The Periodic Table is a collection of short stories, some autobiographical, some not, each one associated in some way with a different chemical element.  You might think that this would appear contrived, but it doesn't because Primo Levi weaves most of the stories around his day-to-day life as an industrial chemist in Italy before, during, and after the Second World War.  The impact of Fascism runs as a theme through many of the stories, although only one is directly about Levi's experiences in Auschwitz.  The translation from the Italian by Raymond Rosenthal is smooth and unobtrusive.  The stories are varied and stimulating and I found I could read three or four of them at a sitting without my interest flagging.

Should students of chemistry read this book?  Well, yes, I think they should, but not for the little bit of chemistry they might pick up from it, but because it is a good read and it is part of the cultural heritage of their subject (in the same way that The Double Helix by James Watson is for molecular biology).

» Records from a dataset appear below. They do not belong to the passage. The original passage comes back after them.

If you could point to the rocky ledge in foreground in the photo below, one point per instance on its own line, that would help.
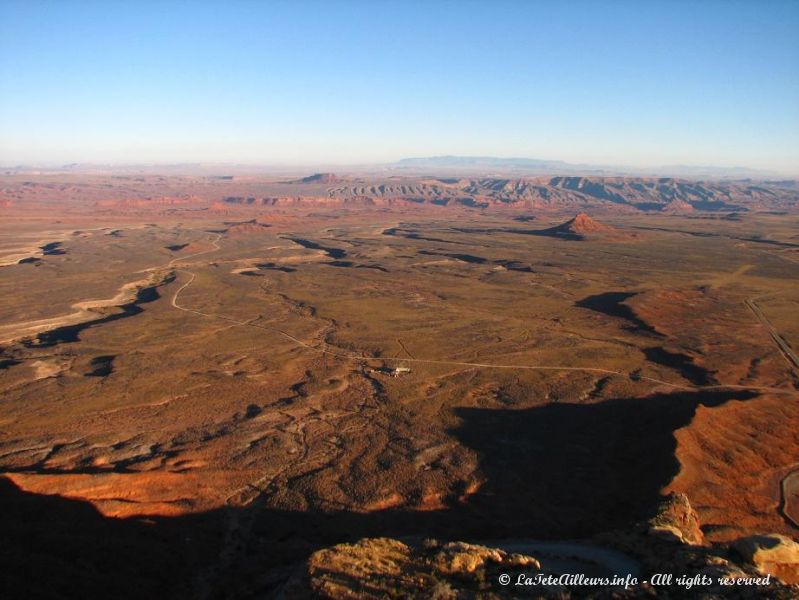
(627, 564)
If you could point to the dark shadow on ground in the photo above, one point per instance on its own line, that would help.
(557, 471)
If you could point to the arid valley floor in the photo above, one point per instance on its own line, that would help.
(197, 374)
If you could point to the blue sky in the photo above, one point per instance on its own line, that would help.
(640, 83)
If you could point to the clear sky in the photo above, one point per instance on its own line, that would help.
(638, 83)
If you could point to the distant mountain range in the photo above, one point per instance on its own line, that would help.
(532, 166)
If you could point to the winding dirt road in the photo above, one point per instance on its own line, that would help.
(336, 353)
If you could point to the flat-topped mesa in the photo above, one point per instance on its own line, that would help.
(579, 227)
(320, 178)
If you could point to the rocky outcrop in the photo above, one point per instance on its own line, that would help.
(771, 554)
(671, 542)
(383, 567)
(676, 521)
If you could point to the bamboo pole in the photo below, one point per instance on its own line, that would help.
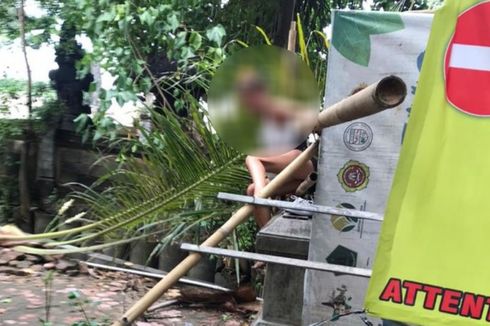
(292, 37)
(241, 215)
(387, 93)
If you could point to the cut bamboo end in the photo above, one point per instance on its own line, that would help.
(390, 92)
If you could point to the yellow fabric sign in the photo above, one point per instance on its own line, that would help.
(432, 265)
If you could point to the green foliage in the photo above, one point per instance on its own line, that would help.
(9, 129)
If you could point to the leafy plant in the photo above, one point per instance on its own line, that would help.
(48, 296)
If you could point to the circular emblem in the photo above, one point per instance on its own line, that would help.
(353, 176)
(358, 136)
(344, 223)
(467, 62)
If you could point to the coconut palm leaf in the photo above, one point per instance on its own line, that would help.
(171, 185)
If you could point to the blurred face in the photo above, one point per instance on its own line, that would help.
(257, 96)
(252, 95)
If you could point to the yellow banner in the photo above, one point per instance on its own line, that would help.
(432, 265)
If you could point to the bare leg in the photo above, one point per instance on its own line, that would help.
(258, 166)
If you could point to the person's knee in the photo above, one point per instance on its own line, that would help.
(250, 189)
(250, 160)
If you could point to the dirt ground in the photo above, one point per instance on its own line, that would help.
(103, 297)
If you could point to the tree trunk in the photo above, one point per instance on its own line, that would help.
(286, 16)
(22, 31)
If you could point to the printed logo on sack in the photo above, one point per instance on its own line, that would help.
(358, 136)
(353, 176)
(467, 62)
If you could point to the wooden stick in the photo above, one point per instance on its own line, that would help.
(319, 209)
(387, 93)
(306, 184)
(292, 37)
(241, 215)
(293, 262)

Specifications are for Reasoning From

We write specifications of systems in order to be able to reason about those systems.  This reasoning can be formal or informal. It can take the form of proving properties, deriving properties or refining the specification to code.  The purpose of specifications is to allow this reasoning to take place, ie: specifications are for reasoning from.  Looking at specification this way leads me to make the following suggestions:

  • Specifications should be written in a way that makes reasoning easy.  A way to do this is to write them as conjunctions of ready-to-use proof steps, with the pre-conditions and variables of each step clearly visible.
  • Conciseness is not necessarily important in specifications.  Not including irrelevant material is important, as is clearly laying out the relevant material, but using abstruse theories to make the specification as short as possible is not.
  • Graphical notations that have not been designed with reasoning in mind should be avoided.  Just because a notation is graphical does not mean that it makes reasoning easy.